Наступила зима. Медленно тянулись дни: то светлые, когда от искрящегося снега начинали болеть глаза, то сумеречно-серые, когда казалось, будто время застыло на месте. Из-за наступивших холодов Пакетта почти не разрешала Агнессе петь, справедливо опасаясь, что если та застудит горло, то на лекарства они потратят куда больше, чем можно заработать за одно-два лишних выступления.
Сидение дома и занятия вышивкой Эсмеральду доводили до состояния тихого бешенства. Что-то похожее она ощущала в те три недели, проведённые в клуатре.

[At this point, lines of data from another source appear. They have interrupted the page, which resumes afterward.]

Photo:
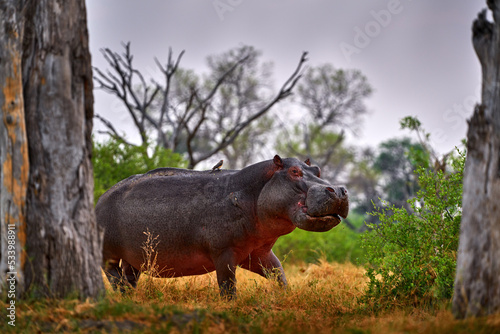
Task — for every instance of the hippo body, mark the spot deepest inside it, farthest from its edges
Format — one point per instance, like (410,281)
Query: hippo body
(214,220)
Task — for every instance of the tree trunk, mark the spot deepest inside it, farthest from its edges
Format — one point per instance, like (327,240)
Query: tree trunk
(477,283)
(14,164)
(64,242)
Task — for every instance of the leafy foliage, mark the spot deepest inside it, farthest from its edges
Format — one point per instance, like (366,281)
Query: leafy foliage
(114,161)
(341,244)
(412,254)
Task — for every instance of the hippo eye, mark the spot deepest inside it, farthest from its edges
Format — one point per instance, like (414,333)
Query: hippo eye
(296,172)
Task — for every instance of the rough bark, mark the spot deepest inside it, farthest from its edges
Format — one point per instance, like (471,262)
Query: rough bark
(477,283)
(63,240)
(14,164)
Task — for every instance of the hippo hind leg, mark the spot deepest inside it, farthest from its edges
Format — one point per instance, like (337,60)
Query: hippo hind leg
(121,276)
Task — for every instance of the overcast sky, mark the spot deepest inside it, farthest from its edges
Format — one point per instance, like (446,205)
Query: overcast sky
(417,55)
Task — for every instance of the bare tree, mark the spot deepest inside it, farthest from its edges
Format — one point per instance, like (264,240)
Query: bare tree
(63,242)
(198,117)
(333,101)
(477,283)
(14,163)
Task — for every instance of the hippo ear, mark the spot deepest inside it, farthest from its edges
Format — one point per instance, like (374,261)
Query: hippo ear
(277,161)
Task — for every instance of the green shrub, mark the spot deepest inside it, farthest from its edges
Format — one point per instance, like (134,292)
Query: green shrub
(114,161)
(412,255)
(341,244)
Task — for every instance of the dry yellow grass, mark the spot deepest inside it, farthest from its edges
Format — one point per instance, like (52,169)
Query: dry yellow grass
(321,298)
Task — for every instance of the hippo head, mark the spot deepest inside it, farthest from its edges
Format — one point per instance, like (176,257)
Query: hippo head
(296,194)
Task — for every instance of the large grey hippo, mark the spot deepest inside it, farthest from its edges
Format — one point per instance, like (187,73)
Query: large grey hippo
(214,220)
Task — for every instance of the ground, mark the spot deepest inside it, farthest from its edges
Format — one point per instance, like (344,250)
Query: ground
(322,298)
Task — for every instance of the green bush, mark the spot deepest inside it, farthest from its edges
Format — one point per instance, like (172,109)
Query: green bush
(412,255)
(341,244)
(114,161)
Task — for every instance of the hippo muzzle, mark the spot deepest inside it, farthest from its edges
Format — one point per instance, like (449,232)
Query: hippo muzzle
(324,205)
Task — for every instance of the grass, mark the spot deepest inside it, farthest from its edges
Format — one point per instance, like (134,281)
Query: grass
(321,298)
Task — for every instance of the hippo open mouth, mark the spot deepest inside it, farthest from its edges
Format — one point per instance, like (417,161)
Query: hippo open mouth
(322,209)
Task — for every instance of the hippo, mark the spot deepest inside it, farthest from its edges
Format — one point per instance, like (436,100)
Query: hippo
(214,220)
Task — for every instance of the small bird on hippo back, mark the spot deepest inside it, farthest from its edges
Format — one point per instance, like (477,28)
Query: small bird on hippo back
(217,166)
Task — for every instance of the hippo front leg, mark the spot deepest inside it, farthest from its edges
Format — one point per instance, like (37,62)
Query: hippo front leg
(267,265)
(225,267)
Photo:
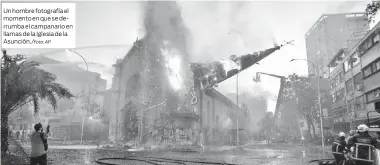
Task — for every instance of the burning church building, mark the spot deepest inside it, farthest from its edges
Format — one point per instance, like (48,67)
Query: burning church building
(157,95)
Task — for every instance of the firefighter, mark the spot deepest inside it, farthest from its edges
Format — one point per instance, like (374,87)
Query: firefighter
(356,141)
(338,147)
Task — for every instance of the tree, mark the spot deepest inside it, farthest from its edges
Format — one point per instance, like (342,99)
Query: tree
(23,82)
(299,90)
(371,10)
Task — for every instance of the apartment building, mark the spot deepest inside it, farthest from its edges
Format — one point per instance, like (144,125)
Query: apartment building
(328,35)
(355,81)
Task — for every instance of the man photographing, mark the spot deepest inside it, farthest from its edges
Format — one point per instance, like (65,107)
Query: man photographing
(39,145)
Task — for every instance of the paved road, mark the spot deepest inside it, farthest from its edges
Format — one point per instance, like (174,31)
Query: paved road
(249,155)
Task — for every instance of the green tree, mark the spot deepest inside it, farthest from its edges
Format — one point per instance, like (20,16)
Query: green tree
(23,82)
(299,90)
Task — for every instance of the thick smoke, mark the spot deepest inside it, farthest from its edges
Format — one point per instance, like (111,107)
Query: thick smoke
(163,22)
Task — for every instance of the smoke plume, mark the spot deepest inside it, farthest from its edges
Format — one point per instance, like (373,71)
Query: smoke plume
(163,22)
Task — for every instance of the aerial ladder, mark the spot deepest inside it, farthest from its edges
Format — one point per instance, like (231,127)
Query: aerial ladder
(257,79)
(280,92)
(212,74)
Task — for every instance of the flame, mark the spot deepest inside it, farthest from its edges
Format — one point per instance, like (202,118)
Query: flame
(173,65)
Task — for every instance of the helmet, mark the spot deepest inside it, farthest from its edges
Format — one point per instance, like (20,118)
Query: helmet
(38,126)
(363,128)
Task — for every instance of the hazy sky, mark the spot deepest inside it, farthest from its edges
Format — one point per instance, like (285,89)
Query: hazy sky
(218,29)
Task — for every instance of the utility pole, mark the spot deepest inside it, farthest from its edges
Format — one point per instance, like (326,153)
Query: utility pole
(237,111)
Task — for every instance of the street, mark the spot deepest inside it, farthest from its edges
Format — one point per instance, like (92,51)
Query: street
(283,154)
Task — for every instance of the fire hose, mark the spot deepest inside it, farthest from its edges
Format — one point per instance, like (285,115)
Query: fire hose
(155,160)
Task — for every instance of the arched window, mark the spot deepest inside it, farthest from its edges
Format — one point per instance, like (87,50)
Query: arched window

С одной только разницей: здесь есть занятие, позволявшее так или иначе коротать время, тогда как архидьякон не позволял делать буквально ничего. Опять он! Никак не оставит мысли!
Роль запертой в клетке птички претила Эсмеральде: она никак не годилась, чтобы вести жизнь отшельницы, избранную когда-то для себя матерью.
Пакетта и теперь пыталась придерживаться прежнего образа жизни, но довольно причудливым образом: могла не выходить из дома по многу дней, а потом в какой-то момент покинуть комнатку ранним утром, прийти только под вечер и не замолкать ещё пару дней. В этих метаниях она напоминала шлюпку, выброшенную посреди штормящего моря: возможно, эта новая старая жизнь слишком резко выдернула её из привычного застоя, когда перестаёшь считать дни, часы, а происходящее за стенами пещеры с решёткой сливается в одно шумное рябое мельтешащее пятно.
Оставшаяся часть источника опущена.